DID THE USDA JUST DECEIVE AMERICA?
Op-ed by Bill Bullard, CEO, R-CALF USA
On January 9, 2019, The Washington Post article titled “Trump farm bailout money will go to Brazilian-owned meatpacking firm, USDA says” reveals that the U.S. Department of Agriculture (USDA) is deceiving the American public.
The Washington Post article stated that one of the biggest meatpacking firms in the world, Brazilian-owned JBS, will receive about $5 million of the $12 billion assistance program the USDA had earlier announced would go to help American farmers whose prices were depressed by retaliatory trade action by China and other countries.
The Washington Post went on to quote the USDA’s defense for using millions of taxpayer dollars to subsidize the Brazilian behemoth rather than directly helping America’s farmers.
According to The Washington Post, the USDA stated that the products the USDA will buy are ‘100 [percent] American produced’ and that the ‘USDA only buys American commodities, produced on American farms by American farmers.’
To be polite, this is absolutely untrue.
Under the current North American Free Trade Agreement (NAFTA), and now memorialized in the Trump Administration’s proposed NAFTA replacement, the U.S.-Mexico-Canada Agreement or USMCA, all the beef and pork derived from imported live cattle and hogs from Canada and Mexico that are slaughtered in the United States is deemed to be a product of the United States. This means the beef and pork from cattle and hogs that spent their entire lives in Canada and Mexico and then trucked into the Unites States for immediate slaughter is yet considered by the USDA as a product produced by the American farmer.
We’re talking about a very large volume of pork produced from imported Canadian hogs that meatpacking giants like JBS can falsely claim as American made. In 2017, for example, the U.S. imported 5.6 million Canadian hogs and in previous years over 10 million have been imported.
In fact, all of the 1.8 million pounds of pork that JBS now plans to sell for about $5 million to the USDA under the trade-related assistance program could well be derived solely from hogs imported from Canada.
The past Bush Administration corrected this fraudulent practice in 2002 by passing the Mandatory Country-of-Origin Labeling (COOL) law that reserved the product of USA label only for pork and beef that was exclusively born, raised and slaughtered in the United States. However, the Obama Administration repealed the COOL law for beef and pork in 2015.
Since COOL’s repeal, neither the USDA nor the public have a clue as to which meat was produced by American farmers versus which meat was produced by foreign farmers and then slaughtered in the United States by foreign meatpacking firms.

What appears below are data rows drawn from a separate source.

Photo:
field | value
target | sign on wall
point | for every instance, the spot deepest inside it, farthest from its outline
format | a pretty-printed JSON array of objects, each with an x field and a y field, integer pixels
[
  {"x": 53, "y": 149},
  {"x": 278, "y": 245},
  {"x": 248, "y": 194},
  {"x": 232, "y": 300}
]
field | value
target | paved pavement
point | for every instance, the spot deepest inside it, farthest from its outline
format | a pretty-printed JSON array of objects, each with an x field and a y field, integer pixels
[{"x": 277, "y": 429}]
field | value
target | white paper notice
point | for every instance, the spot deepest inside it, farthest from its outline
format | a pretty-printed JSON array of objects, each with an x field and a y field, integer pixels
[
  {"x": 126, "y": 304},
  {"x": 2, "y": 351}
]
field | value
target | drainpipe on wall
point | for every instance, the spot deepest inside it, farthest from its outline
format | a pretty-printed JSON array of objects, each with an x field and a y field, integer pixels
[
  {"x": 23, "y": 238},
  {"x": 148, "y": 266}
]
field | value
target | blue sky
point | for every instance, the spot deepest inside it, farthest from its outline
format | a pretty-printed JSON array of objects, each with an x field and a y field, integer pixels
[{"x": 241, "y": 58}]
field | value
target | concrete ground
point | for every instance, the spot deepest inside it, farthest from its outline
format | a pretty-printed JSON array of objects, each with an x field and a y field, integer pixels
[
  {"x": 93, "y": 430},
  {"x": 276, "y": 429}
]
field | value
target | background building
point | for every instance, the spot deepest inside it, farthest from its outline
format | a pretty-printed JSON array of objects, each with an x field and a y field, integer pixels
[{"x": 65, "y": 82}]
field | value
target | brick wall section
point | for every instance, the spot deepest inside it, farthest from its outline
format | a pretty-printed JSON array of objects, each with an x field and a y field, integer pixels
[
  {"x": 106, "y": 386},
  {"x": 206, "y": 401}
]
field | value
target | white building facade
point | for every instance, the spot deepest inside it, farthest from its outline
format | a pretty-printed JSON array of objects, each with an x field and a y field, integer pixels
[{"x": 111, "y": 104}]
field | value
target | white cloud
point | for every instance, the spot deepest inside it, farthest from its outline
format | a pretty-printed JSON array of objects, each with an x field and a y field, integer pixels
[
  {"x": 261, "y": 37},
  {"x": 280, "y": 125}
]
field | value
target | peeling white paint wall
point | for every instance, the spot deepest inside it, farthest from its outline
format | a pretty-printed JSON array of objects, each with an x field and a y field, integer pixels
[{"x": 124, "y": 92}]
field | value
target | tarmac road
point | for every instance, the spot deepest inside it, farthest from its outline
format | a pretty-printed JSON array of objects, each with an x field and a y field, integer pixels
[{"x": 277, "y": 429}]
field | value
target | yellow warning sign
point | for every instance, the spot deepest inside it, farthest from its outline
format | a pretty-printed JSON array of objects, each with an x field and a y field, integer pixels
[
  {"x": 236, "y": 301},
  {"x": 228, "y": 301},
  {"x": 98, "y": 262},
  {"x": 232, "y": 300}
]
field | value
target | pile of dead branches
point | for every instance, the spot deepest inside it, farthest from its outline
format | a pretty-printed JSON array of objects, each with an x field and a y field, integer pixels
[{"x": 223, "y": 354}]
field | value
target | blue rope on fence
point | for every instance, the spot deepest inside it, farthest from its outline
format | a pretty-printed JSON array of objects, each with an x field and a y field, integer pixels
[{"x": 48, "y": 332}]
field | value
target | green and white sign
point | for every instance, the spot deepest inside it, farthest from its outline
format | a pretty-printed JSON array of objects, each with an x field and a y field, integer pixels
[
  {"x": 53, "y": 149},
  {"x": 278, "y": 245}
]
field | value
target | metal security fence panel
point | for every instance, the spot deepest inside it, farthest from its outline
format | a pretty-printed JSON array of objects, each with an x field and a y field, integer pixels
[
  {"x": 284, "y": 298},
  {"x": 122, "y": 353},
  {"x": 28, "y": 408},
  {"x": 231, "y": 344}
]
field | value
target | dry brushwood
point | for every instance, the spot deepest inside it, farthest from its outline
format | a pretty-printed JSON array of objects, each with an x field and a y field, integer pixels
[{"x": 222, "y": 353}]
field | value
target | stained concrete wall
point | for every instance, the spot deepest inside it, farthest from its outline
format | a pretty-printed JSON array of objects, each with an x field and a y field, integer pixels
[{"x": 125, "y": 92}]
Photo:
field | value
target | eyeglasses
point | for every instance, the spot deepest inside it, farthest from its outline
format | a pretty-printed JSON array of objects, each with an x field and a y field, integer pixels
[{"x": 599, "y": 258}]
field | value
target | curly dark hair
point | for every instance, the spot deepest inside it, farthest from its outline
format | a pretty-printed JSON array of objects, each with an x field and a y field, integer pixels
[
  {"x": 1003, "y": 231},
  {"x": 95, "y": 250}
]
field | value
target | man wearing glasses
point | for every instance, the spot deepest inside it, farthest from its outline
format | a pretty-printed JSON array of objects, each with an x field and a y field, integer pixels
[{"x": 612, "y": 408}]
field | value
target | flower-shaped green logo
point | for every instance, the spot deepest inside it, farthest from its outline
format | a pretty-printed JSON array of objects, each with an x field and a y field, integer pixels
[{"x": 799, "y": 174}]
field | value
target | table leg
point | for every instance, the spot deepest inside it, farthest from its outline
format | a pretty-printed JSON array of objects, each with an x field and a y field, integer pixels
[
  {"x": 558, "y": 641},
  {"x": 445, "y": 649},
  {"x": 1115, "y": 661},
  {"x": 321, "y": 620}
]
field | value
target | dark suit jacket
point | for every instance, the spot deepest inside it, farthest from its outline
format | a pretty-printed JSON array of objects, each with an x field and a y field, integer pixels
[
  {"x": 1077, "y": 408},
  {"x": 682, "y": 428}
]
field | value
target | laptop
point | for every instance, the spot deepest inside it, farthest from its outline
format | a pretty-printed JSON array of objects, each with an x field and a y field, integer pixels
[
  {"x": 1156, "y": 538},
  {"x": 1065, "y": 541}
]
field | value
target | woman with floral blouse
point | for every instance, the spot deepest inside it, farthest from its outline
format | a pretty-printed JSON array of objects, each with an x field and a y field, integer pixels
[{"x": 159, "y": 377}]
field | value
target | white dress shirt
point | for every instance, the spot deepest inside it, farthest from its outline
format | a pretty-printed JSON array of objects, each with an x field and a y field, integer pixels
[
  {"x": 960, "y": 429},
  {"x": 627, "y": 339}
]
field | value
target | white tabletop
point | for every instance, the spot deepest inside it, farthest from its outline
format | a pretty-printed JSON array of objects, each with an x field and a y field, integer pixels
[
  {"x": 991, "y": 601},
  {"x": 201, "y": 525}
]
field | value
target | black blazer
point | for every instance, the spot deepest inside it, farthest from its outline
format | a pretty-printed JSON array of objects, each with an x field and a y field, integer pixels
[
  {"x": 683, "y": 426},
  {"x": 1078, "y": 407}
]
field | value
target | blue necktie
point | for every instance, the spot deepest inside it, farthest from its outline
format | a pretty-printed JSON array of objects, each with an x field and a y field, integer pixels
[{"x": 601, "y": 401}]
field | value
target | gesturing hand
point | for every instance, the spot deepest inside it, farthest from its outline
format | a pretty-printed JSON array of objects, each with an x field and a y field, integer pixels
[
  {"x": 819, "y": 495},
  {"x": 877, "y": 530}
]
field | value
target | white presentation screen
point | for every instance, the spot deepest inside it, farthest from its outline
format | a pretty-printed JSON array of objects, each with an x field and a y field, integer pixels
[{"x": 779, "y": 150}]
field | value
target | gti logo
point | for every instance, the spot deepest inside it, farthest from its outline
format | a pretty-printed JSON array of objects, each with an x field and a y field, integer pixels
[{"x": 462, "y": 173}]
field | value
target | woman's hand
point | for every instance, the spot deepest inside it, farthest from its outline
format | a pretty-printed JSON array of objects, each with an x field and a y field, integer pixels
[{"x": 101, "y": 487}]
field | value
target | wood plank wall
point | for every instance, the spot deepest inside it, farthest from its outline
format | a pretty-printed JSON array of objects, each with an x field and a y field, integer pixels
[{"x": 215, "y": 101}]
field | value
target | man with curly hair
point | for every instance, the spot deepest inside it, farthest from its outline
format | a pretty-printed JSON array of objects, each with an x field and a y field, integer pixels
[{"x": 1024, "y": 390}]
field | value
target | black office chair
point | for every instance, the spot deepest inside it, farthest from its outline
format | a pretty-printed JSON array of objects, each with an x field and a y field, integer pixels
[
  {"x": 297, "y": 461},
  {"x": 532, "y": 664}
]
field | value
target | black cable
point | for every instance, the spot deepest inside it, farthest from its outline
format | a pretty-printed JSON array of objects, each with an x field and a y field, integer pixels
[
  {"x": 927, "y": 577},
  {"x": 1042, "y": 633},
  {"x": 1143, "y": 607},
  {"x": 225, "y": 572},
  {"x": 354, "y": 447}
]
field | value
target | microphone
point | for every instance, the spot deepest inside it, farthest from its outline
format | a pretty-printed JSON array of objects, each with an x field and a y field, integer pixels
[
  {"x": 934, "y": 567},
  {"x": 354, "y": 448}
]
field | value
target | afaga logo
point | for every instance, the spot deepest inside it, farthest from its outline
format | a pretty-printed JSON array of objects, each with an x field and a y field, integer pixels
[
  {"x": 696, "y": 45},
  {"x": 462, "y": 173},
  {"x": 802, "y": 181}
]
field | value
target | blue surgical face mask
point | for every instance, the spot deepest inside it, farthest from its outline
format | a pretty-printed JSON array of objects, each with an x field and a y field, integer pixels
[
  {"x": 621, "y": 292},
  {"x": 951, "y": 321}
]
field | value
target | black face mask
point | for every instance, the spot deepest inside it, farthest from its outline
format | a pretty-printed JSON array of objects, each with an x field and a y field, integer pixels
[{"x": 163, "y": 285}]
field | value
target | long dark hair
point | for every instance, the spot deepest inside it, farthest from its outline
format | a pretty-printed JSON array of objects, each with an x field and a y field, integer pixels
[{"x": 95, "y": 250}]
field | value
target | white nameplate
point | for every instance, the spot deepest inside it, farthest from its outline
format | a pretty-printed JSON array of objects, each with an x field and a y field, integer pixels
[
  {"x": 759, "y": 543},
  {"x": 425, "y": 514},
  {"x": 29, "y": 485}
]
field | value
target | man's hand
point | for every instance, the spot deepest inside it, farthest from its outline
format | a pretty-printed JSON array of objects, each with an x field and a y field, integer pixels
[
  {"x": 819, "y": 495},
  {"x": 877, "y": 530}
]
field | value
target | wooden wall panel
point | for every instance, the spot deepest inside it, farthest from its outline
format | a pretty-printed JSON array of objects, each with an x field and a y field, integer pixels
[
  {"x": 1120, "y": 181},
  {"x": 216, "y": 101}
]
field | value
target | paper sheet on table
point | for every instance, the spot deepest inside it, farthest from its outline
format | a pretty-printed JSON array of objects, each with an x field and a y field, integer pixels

Consumer groups like Food & Water Watch and cattle groups like the Ranchers-Cattlemen Action Legal Fund, United Stockgrowers of America (R-CALF USA) continue to urge the Trump Administration to reinstate COOL for beef and pork to end the fraudulent practice of passing imported meat off to unsuspecting consumers as if it were produced under U.S. food safety laws by America’s farmers.
Unfortunately, the meatpacking lobby, particularly the North American Meat Institute (NAMI) and the National Cattlemen’s Beef Association (NCBA), which represent the interests of monolithic international meatpackers, has clearly courted favors from President Trump to keep consumers in the dark and the corporate subsidies flowing.
Bill Bullard is the CEO of R-CALF USA, the nation’s largest non-profit trade association exclusively representing the U.S. cattle industry.